There is no other food like this in the world.  Every other food you eat, you eat to your death.  Only Jesus is food you eat to eternal life.  Eat of His bread and you will live forever.  No other food or drink can dare make that claim.

And Christ’s Church is the dispenser of such food, where the people of God believe Jesus’ words: “This is my body; this is my blood.”  The Church is the breadbasket for the world, dispensing living bread to dying sinners, bringing them life with the life of Jesus.

So, come and eat living bread, the food for eternal life.  This is nothing less than the flesh of the Son of God, which He gave “for the life of the world.”  The cross was Jesus’ broom tree in the wilderness, where abandoned by His Father, the sinless Son died for the life of the world.

The world’s salvation rested on His shoulders, and they were broad enough to bear that load.  The sin of the world was put on His flesh: His body broken and His blood shed.  He is your Substitute, your Sacrifice–and your food.

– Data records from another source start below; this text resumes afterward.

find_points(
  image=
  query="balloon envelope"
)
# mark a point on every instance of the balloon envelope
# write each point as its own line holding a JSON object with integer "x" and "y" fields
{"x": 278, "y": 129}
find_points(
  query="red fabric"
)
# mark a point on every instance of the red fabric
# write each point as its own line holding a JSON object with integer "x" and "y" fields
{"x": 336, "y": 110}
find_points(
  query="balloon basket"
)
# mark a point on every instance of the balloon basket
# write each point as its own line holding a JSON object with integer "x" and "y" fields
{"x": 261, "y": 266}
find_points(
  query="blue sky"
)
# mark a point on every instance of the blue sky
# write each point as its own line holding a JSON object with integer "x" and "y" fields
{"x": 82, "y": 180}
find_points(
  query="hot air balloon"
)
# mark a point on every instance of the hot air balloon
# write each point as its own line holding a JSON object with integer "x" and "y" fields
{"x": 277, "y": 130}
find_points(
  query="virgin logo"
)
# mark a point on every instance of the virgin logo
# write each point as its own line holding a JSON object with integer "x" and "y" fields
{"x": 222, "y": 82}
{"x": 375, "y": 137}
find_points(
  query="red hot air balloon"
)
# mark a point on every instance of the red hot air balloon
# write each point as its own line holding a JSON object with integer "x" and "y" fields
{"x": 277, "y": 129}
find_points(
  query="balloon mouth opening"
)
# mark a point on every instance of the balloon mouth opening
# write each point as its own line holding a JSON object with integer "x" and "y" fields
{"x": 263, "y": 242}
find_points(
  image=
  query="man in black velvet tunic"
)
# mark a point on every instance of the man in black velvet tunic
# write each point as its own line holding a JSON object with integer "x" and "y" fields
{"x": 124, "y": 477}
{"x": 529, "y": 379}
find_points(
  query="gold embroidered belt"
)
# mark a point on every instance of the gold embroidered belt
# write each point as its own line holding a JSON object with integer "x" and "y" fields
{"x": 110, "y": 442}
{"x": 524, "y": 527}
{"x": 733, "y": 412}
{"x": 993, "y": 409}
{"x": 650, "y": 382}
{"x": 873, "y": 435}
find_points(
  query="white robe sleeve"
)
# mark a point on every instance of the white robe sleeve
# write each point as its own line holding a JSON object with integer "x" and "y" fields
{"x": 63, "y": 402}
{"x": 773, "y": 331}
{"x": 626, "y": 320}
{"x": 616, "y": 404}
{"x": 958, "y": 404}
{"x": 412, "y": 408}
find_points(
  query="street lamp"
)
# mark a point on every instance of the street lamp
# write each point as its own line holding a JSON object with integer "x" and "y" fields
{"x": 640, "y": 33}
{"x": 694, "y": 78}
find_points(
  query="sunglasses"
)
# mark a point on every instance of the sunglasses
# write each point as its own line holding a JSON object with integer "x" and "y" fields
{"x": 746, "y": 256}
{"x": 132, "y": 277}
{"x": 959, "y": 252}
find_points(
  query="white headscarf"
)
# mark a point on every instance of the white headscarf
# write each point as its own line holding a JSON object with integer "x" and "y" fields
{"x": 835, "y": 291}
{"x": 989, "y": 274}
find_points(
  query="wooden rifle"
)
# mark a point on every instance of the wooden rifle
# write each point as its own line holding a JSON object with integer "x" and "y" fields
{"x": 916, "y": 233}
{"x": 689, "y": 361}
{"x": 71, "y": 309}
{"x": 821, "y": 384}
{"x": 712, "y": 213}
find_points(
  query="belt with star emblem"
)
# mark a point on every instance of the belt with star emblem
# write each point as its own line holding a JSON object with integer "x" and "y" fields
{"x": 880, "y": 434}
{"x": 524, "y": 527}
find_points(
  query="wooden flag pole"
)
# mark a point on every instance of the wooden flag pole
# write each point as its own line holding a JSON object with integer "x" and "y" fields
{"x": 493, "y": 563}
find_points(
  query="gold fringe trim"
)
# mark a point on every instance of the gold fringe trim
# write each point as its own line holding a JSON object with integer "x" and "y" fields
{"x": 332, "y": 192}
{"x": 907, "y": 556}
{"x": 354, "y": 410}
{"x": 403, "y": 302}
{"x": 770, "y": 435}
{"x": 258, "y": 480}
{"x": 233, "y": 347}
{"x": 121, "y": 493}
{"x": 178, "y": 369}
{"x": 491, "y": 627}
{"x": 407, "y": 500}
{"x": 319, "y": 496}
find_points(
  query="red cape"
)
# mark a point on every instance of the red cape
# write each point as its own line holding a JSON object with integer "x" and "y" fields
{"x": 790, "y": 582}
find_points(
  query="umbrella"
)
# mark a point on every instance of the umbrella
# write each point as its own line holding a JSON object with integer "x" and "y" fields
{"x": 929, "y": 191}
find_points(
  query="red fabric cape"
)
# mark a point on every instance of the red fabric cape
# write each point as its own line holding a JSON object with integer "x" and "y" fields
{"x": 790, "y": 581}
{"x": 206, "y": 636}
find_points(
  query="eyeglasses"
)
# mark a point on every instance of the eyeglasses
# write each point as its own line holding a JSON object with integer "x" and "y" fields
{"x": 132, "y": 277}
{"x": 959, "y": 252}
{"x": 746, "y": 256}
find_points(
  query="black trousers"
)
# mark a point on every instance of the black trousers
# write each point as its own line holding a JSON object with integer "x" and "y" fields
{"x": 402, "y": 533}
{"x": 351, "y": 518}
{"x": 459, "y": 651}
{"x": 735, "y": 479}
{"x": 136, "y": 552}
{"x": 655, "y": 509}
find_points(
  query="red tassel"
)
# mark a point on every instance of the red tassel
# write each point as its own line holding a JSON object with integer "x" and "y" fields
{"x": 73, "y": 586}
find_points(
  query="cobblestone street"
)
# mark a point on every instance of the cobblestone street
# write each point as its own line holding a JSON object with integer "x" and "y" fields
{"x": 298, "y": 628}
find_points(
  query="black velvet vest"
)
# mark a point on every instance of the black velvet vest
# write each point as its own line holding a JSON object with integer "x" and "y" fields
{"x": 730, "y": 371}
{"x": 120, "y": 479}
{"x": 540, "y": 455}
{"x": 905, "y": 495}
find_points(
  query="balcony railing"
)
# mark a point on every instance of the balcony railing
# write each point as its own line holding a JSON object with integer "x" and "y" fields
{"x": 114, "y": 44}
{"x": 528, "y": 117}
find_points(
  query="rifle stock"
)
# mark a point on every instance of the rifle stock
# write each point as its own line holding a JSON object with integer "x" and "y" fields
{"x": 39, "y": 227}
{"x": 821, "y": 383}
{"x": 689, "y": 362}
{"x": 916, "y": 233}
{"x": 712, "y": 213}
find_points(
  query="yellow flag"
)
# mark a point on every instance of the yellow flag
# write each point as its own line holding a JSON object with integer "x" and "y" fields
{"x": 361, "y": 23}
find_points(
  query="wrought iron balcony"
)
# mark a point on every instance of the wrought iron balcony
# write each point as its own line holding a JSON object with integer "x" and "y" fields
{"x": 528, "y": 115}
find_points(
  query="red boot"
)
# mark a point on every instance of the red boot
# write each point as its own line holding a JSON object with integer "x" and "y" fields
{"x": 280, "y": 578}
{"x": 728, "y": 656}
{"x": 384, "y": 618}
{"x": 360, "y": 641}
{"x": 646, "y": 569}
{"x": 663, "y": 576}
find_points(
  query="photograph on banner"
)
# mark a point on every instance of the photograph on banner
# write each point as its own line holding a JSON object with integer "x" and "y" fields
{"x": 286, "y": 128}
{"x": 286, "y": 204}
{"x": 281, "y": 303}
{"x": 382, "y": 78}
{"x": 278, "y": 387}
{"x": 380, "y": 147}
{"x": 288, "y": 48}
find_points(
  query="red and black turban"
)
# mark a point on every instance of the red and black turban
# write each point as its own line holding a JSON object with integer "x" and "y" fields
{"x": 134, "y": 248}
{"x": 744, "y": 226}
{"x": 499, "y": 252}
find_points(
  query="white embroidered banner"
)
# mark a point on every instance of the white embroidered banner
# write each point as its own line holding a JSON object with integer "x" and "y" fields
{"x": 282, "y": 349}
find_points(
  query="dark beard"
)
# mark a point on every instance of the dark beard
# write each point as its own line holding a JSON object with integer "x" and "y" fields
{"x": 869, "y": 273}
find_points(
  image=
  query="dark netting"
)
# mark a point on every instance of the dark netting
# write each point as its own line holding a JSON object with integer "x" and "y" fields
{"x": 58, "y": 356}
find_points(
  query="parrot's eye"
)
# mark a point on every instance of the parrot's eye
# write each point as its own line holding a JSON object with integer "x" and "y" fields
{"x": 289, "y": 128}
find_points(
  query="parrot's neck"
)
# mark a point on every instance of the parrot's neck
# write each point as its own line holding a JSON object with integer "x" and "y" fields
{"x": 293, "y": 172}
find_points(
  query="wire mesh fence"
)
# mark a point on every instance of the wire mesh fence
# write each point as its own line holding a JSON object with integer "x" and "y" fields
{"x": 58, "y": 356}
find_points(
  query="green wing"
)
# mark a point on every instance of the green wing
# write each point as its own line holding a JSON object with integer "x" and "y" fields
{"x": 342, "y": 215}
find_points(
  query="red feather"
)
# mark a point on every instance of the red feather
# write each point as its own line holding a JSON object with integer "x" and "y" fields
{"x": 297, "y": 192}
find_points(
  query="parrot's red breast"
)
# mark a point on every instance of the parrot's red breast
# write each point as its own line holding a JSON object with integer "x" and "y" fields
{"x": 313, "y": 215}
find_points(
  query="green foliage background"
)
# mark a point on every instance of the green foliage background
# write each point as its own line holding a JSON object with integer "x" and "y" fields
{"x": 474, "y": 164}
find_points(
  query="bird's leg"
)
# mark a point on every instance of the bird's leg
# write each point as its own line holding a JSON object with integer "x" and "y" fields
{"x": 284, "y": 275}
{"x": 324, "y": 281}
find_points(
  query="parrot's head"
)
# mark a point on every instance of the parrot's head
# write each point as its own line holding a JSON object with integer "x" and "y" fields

Jesus says to us today, “Get up and eat.  Believe in me.  Feed on me.  Without me as your living bread, this journey will be too much for you.  So, take this bread, which I give you, and eat it.  This is my body given up for you.  Take this cup, which I give you, and drink it.  This is my blood shed for you.”

In the strength of this food, we journey from baptism through the wilderness to the mountain of God.  We are led by Jesus, fed by Jesus, and fed with Jesus.  It doesn’t get any better than that.

So, get up and eat the Bread of Life.  Get up and eat the living bread come down from heaven.  Get up and eat, trusting Jesus, who gives His flesh for your life and for your food.  And you will live forever.  Amen.